P3 By buying something, you are supporting it.

By buying meat, you are giving your money and essentially saying "I approve of this product, and I am giving this to you so that you can produce it for me". Your money is supporting those who raise animals in horrendous conditions. Thus, by boycotting it you are essentially taking money away from the meat industry and directly damaging the meat industry which raises animals in torturous conditions.

P4 Causing unnecessary suffering is wrong and something to be avoided.

I do not see any clash over this point. If my opponent wishes to debate this, I will oblige. For now I will leave this point as is.

C Eating meat is wrong and something to be avoided.

The only purpose of eating meat is to satisfy ones taste buds. As meat is both unnecessary and immoral, why are we doing it?

Sources

[1] http://southerncrossreview.org...
[2] http://www.fitnesstipsforlife.com...
[3] http://www.wisegeek.com...
kkjnay

Con

To clarify, we are debating "Vegetarianism is a more ethical diet than an omnivorous diet for healthy adults in modern day America"
Adding the adjective 'healthy' to adults does not make this debate include that vegetarianism is more healthy. However, I will still address your argument on that.

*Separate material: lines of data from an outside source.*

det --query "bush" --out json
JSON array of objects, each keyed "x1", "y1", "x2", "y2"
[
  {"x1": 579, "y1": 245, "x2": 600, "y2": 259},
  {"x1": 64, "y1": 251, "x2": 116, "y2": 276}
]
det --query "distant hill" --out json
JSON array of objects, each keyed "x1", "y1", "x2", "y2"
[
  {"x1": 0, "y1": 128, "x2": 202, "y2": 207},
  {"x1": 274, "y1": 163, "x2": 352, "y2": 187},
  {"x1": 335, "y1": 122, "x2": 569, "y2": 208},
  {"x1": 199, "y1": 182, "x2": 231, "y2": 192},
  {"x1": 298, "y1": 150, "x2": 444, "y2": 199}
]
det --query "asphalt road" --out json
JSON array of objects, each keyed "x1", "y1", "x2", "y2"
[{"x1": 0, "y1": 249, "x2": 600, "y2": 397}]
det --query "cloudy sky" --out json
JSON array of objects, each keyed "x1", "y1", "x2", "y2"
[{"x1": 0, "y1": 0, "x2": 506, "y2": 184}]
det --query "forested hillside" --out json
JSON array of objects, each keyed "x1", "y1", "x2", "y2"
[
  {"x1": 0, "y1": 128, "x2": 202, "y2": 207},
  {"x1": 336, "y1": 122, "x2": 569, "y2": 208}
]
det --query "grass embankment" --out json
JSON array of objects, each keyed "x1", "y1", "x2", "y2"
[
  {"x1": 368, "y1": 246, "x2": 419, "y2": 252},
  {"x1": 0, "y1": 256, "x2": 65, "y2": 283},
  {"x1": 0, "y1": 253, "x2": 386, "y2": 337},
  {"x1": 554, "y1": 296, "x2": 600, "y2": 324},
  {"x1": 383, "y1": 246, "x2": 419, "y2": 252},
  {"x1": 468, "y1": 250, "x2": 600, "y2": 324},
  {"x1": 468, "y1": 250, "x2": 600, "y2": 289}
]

Ethics is the branch of philosophy that addresses questions about morality, such as good and evil, or right and wrong.
Having said that, there is no agreed on definition of 'ethics', as people can have very different views of what is moral or immoral. A couple examples of these would be abortion, and homosexuality.

Now, I will start my rebuttal.

The U.S. Department of Agriculture has a specific agency to prevent this. The Agency of Animal and Plant Health Inspection Service's tasks include the prevention or cessation of inhumane treatment of animals. Slaughterhouses are held to certain standars because of the Humane Slaughter Act, passed in 1958. Inspectors from the FDA or USDA are responsible for overseeing compliance, and have the authority to stop slaughter lines. I am aware that there are certain situations where animals are not killed humanely, or treated humanely. Please note that this is illegal.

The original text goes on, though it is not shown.